[Date Prev][Date Next][Thread Prev][Thread Next][Date Index][Thread Index]

Re: Character equivalence mapping (was: Re: [idn] SLC minutes)



Hi John & Ken,

> > The problem of "AB.example" is generally dealt with by
> > context.

But the context of domain names is Internet, and the Internet is
conceptually and practically becoming multilingual, which is why we are
discussing this issue today.  Therefore, the point is that if the context is
multilingual, AB.example needs to be unique regardless of what the
"intended" "language" is, because the "perceived" character is what becomes
the context in itself.  Therefore, the context of a character is the
character itself.  Whether by a Latin-trained-eye or by an
Arabic-trained-eye or a Chinese-trained-eye, some characters are
unmistakably identical.  That is the root of the problem at hand.

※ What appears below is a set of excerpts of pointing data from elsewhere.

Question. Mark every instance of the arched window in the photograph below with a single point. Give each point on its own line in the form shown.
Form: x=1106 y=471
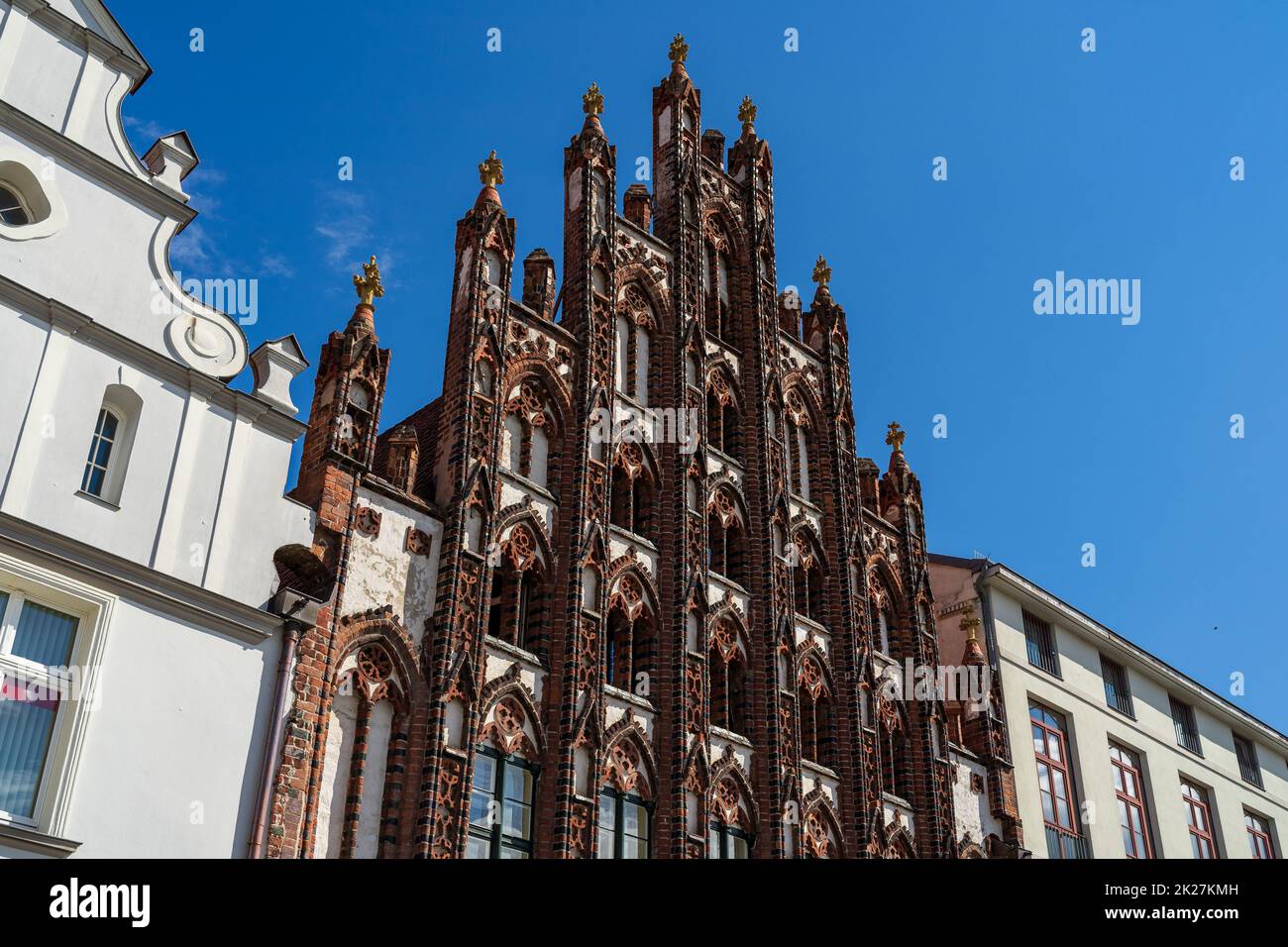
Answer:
x=483 y=376
x=632 y=492
x=13 y=209
x=725 y=545
x=807 y=582
x=625 y=825
x=635 y=324
x=715 y=283
x=111 y=445
x=514 y=612
x=625 y=805
x=896 y=763
x=630 y=646
x=503 y=789
x=599 y=198
x=722 y=428
x=494 y=268
x=351 y=797
x=726 y=660
x=818 y=742
x=526 y=447
x=729 y=828
x=884 y=625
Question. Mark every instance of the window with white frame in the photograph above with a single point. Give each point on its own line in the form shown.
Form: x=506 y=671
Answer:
x=103 y=476
x=40 y=641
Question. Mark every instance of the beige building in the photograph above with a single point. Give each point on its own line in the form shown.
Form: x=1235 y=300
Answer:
x=1115 y=753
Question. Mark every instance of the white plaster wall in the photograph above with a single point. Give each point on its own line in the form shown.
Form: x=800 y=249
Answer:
x=336 y=758
x=970 y=809
x=368 y=839
x=60 y=84
x=202 y=492
x=381 y=571
x=171 y=755
x=1081 y=697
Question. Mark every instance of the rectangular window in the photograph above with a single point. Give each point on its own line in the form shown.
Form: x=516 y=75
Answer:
x=1248 y=767
x=35 y=646
x=1117 y=685
x=1129 y=789
x=1041 y=642
x=1186 y=733
x=1055 y=785
x=1258 y=836
x=1198 y=814
x=500 y=806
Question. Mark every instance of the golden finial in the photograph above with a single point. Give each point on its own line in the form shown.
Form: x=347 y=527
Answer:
x=489 y=170
x=679 y=51
x=822 y=272
x=896 y=437
x=369 y=283
x=592 y=102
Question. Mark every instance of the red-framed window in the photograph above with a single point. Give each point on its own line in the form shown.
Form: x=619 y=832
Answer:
x=1198 y=813
x=1129 y=789
x=1258 y=836
x=1051 y=749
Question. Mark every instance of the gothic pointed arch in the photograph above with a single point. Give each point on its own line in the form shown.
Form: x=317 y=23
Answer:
x=629 y=762
x=822 y=831
x=510 y=720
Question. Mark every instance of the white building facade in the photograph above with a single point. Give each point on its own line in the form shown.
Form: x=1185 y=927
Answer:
x=141 y=496
x=1116 y=754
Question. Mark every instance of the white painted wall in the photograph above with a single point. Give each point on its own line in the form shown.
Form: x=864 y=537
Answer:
x=88 y=300
x=1081 y=697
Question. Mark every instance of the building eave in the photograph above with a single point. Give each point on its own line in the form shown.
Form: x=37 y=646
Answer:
x=1000 y=574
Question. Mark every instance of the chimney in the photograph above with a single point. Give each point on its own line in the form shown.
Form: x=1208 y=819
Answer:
x=539 y=282
x=712 y=146
x=638 y=206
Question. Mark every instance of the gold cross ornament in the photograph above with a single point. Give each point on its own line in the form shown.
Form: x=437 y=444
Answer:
x=822 y=273
x=369 y=283
x=679 y=51
x=490 y=171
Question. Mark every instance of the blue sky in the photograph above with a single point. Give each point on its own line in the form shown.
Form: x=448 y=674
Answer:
x=1116 y=163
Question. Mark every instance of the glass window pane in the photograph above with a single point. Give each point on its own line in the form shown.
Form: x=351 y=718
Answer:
x=102 y=453
x=94 y=480
x=484 y=772
x=634 y=847
x=1054 y=750
x=26 y=727
x=518 y=784
x=482 y=808
x=605 y=843
x=518 y=819
x=634 y=818
x=44 y=635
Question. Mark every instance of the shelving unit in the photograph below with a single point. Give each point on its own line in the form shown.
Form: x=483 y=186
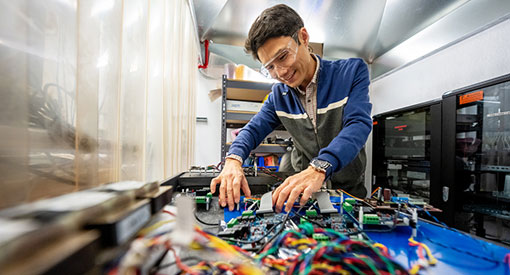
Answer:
x=244 y=91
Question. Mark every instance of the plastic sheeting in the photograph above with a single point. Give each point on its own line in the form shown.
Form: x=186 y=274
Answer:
x=93 y=92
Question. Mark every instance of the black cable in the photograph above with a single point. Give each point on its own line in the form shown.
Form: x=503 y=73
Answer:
x=279 y=231
x=308 y=219
x=204 y=222
x=255 y=241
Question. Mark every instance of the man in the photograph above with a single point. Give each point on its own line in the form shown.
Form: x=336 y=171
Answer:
x=324 y=105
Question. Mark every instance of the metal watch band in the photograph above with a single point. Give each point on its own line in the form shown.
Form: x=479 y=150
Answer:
x=236 y=157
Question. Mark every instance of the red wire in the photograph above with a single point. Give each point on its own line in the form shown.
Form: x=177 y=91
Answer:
x=206 y=63
x=182 y=266
x=168 y=212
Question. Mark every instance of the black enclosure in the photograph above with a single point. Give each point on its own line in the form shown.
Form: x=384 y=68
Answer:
x=407 y=151
x=476 y=158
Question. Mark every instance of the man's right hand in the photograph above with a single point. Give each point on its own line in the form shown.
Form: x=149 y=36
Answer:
x=231 y=180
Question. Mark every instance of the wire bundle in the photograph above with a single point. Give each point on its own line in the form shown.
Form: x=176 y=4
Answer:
x=423 y=261
x=337 y=255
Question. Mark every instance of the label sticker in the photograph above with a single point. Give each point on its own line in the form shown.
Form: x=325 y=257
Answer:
x=471 y=97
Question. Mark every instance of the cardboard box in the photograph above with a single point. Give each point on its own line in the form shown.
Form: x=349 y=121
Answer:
x=244 y=106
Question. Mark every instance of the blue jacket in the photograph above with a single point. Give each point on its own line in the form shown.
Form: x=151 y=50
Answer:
x=343 y=122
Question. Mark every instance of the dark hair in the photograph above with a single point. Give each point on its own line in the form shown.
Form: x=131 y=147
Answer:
x=276 y=21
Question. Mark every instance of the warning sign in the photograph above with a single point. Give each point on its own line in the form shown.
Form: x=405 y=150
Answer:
x=471 y=97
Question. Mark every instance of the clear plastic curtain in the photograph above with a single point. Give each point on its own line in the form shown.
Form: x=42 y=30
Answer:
x=92 y=92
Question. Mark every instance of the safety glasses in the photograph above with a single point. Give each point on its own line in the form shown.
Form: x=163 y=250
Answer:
x=283 y=59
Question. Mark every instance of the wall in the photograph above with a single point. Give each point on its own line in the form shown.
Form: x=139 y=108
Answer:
x=93 y=92
x=208 y=134
x=480 y=57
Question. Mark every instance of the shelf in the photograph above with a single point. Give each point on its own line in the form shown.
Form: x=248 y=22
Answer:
x=239 y=116
x=267 y=148
x=247 y=90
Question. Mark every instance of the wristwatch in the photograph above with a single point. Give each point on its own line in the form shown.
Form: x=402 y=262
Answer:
x=320 y=165
x=236 y=157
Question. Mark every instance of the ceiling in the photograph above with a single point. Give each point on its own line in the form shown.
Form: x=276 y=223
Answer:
x=386 y=34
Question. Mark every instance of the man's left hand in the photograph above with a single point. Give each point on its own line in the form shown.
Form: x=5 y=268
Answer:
x=306 y=182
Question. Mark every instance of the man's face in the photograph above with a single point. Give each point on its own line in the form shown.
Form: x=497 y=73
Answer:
x=286 y=61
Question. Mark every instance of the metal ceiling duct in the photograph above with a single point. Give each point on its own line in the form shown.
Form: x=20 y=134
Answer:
x=375 y=30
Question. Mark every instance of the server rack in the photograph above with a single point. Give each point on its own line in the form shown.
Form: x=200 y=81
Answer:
x=475 y=176
x=407 y=151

> > First of all "example" would be in Greek if I was
> > really dealing with Greek. Second, if I wanted people to enter
> > "ab.whatever" I'd be advertising in *English* to set the
> > expectations. If I wanted people to enter
> > "<alpha><beta>.....", I'd be advertising in *Greek* to set the
> > expectations, and people would be using Greek keyboards and
> > expect to enter Greek.

This is a presumption.  And "localization" by TLD is beyond the
technicalities of trying to make a solid IDN solution.  We should not resort
to the management of TLDs to finish our job..?..

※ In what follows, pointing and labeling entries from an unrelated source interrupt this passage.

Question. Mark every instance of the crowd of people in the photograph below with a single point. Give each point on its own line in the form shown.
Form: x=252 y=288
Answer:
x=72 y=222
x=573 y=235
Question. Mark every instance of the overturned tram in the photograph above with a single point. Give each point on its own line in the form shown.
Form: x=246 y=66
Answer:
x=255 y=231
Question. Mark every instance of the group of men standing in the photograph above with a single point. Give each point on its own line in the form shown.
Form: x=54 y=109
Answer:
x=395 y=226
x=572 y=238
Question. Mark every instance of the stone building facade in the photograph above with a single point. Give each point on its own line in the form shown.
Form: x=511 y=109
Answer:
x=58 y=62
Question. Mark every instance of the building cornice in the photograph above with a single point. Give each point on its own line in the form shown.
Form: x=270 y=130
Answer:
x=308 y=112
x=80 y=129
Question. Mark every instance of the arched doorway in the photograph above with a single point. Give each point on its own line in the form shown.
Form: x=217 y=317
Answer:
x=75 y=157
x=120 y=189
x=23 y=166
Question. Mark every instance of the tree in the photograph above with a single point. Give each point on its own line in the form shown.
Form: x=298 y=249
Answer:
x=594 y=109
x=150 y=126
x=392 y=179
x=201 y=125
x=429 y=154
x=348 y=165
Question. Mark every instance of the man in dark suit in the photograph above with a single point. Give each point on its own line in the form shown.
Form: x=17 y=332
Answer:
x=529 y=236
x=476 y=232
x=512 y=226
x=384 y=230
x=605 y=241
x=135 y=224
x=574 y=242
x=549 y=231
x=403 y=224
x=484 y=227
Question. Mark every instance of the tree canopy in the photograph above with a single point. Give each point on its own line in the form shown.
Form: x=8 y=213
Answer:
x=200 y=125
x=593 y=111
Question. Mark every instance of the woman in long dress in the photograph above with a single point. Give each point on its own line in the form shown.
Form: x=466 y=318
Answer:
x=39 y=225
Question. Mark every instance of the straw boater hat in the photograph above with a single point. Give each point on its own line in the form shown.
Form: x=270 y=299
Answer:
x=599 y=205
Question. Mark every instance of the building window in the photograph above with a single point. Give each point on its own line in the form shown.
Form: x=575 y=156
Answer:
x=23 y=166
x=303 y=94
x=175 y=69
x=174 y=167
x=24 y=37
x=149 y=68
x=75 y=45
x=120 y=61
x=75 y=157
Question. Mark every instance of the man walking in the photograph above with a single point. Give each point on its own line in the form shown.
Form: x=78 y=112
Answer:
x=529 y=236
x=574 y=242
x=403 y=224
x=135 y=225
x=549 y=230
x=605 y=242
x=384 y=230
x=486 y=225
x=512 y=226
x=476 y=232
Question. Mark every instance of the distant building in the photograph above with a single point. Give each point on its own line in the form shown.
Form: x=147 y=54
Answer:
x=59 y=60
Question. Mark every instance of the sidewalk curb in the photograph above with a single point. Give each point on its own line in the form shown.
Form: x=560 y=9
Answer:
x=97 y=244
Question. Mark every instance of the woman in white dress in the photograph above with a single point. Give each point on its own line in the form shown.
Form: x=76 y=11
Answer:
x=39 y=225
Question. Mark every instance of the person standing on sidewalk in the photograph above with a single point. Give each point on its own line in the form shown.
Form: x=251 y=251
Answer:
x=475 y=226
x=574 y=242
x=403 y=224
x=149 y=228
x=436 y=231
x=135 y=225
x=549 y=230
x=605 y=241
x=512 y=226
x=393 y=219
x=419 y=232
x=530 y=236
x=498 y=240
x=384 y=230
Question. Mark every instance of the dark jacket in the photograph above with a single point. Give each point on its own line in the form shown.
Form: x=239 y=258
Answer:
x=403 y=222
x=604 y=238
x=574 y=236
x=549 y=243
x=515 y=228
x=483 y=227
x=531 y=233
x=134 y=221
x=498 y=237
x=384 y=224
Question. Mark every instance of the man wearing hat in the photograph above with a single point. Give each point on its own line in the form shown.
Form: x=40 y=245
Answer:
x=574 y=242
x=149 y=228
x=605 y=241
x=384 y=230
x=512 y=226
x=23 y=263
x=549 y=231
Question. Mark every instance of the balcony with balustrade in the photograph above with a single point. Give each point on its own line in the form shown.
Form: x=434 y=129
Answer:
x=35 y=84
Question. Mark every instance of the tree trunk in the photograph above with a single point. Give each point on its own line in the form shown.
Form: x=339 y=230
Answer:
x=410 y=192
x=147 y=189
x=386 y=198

Again, context should be irrelevant because context is not known.
For example (really just an example, there could be other cases)
I dont know greek, but I see an interesting ad that I think might be for a
Greek translation service.
I see the domain A2<beta>.example, (the actual domain was
<ALPHA>2<beta>.example)
I try it as I see it, it goes elsewhere.

> While I think Edmon's notions would make
> that problem worse, rather than better (hence my attempt at a
> reductio ad absurdum argument in my earlier note),

My notion is to keep the DNS stupid and just map all Characters with
"perceived" equivalence during internal matching.  The domain names as they
conceptually exist however should remain user friendly.  In other words,
domain names for humans will contain context and meaning (an "ALPHA" will be
an "ALPHA" not "A"), but domain names as viewed in the DNS (machine) should
be devoid of context.  To bridge these two, a set of equivalent characters
are prepared as a table for the machine so that it can blindly treat them as
identical without contemplating its context.

> I don't
> believe that "resolve by context" is going to be realistic in
> practice --again, in the DNS context-- either.

Very Agreeable.

Edmon


...Just as a final note here, I think Character Equivalence mapping could be
an optional "best practice" type of configuration for zone operators to
provide to their users, however, it would be a good idea to have a
technically sound approach, which is what I am trying to discuss.